Desde quando me lembro, família tinha para mim uma
importância extraordinária. Meu pai a considerava muito. Era a árvore, com raiz
e galharia, com sombra, com tempestade, ramos caindo, raios atingindo, mas
estava ali, a velha árvore. Eu, menina intrometida, de orelhas em pé ouvindo
conversas adultas, pois durante alguns anos fui a única criança na casa,
absorvia aquelas tramas, dramas, comédias, e coisas ternas e alegres que
passavam como fios de teia de aranha entre tantas pessoas.
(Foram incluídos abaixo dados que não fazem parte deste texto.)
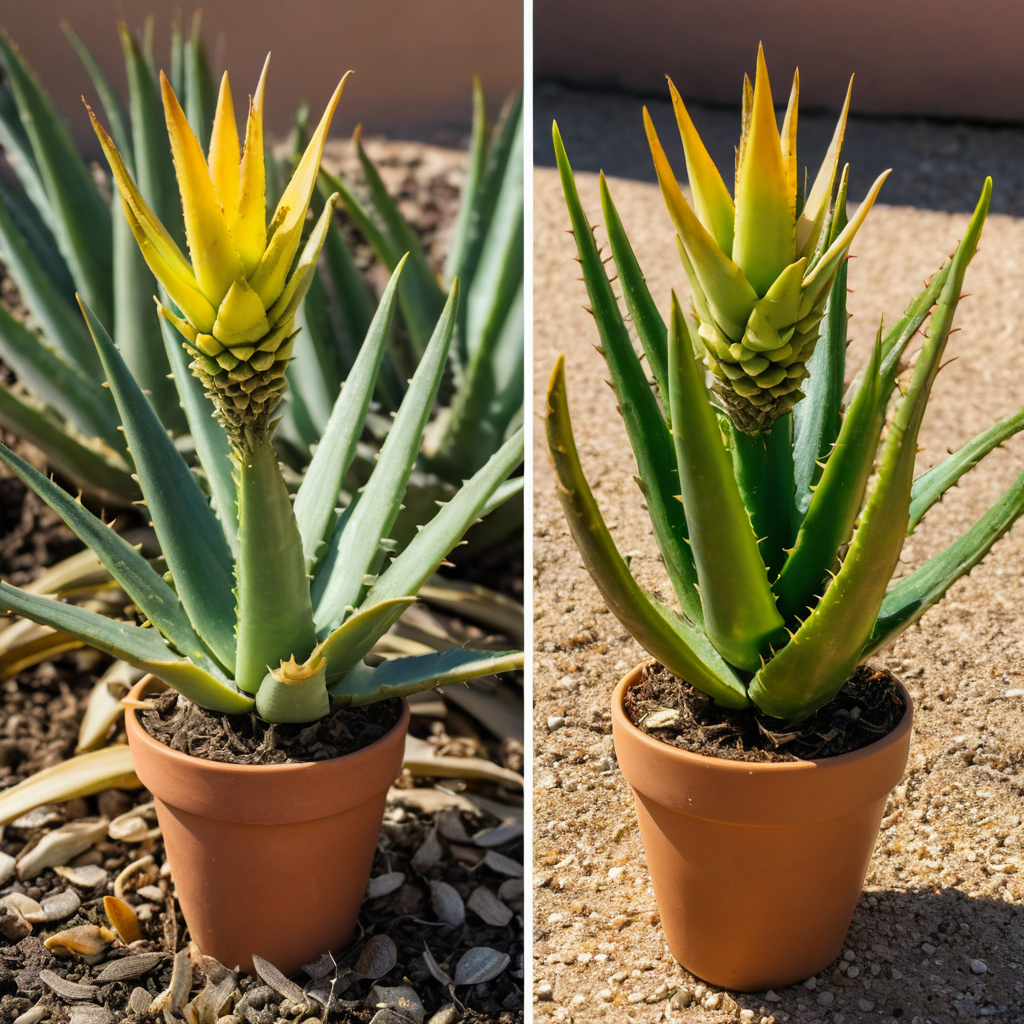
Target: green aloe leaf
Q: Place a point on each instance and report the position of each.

Eu adorava os almoços: avôs, avós, tios, tias, primos,
primas. Aquilo me dava uma extraordinária sensação de proteção e pertença. E
tudo se refletia num grande espelho diante da mesa de jantar. Também me
fascinavam - não foi por nada que décadas depois comecei a escrever sobre laços
familiares, embora nada a ver com aquela minha família - as conversas e
posturas, que em qualquer grupo podem passar da inocência à bizarrice. Sentada
à mesa, tendo de me esticar para manejar os talheres, embora posta sobre almofadas,
com as perninhas balançando no ar, mais do que comer ou beber meu suco, eu
espiava as pessoas.
Tomava um distanciamento involuntário, que me divertia e
assustava: as pessoas pareciam salsichas enormes, com tufos de cabelo em cima,
buraquinhos com olhos dentro, que giravam, outro buraquinho que se abria e
fechava para receber comida ou soltar palavras. Ali aprendi que palavras podem
ser plumas ou punhais - e que significam muito mais do que aquilo que
expressam. Que uma inflexão muda o sentido, de amoroso para crítico; e que as
mãos complementam tudo, com arabescos bailarinos por cima dos pratos.
Talvez tenha nascido assim meu encanto pelas palavras, pelo
que dizem nos sons ou letras, e mais ainda nos espaços brancos ou silêncios. Ou
isso simplesmente veio comigo como a cor dos olhos e dos cabelos, um sinal
qualquer. Para mim, foram sempre motivo de felicidade, palavras como balas de
tantos sabores e cores, ou pedrinhas coloridas que eu revirava na boca como se
fossem pitangas ou uvas.
Sou uma mulher das palavras, e família tem entre elas um
lugar especial: mais do que dissidências, importam as semelhanças; mais do que
contradições, reinam os encontros; mais do que as ausências, predominam os
gestos, as vozes, ou os sinais num WhatsApp. Uma dor por mal-entendidos pode
ser curada com a palavra certa; uma ilusão alegrinha pode virar ferida, mas a
gente nunca tem certeza...
Esse berço, esse colo ou esse peso chamado família pode
magoar, irritar e salvar se tivermos a sorte de nascer num grupo amoroso. Nas
horas mais escuras, essa rede pode nos impedir de cairmos no alçapão embaixo do
poço. Nada como lembrar brincadeiras infantis entre irmãos, carinho de pais
abrindo a porta com braçadas de orquídeas, dessas pequenas meio silvestres que
florescem presas aos troncos das árvores no jardim. Nada como jogar conversa
fora com quem se recorda, e nada como semear recordações futuras para os que,
tão jovens, ainda nem têm passado.
Não sei onde foi parar aquele grande espelho, com um raro tom
rosa-antigo. Quem sabe ainda estamos lá, presos: imortalizados os momentos
felizes, os risos, brindes, lágrimas - e todos nós, como éramos um dia.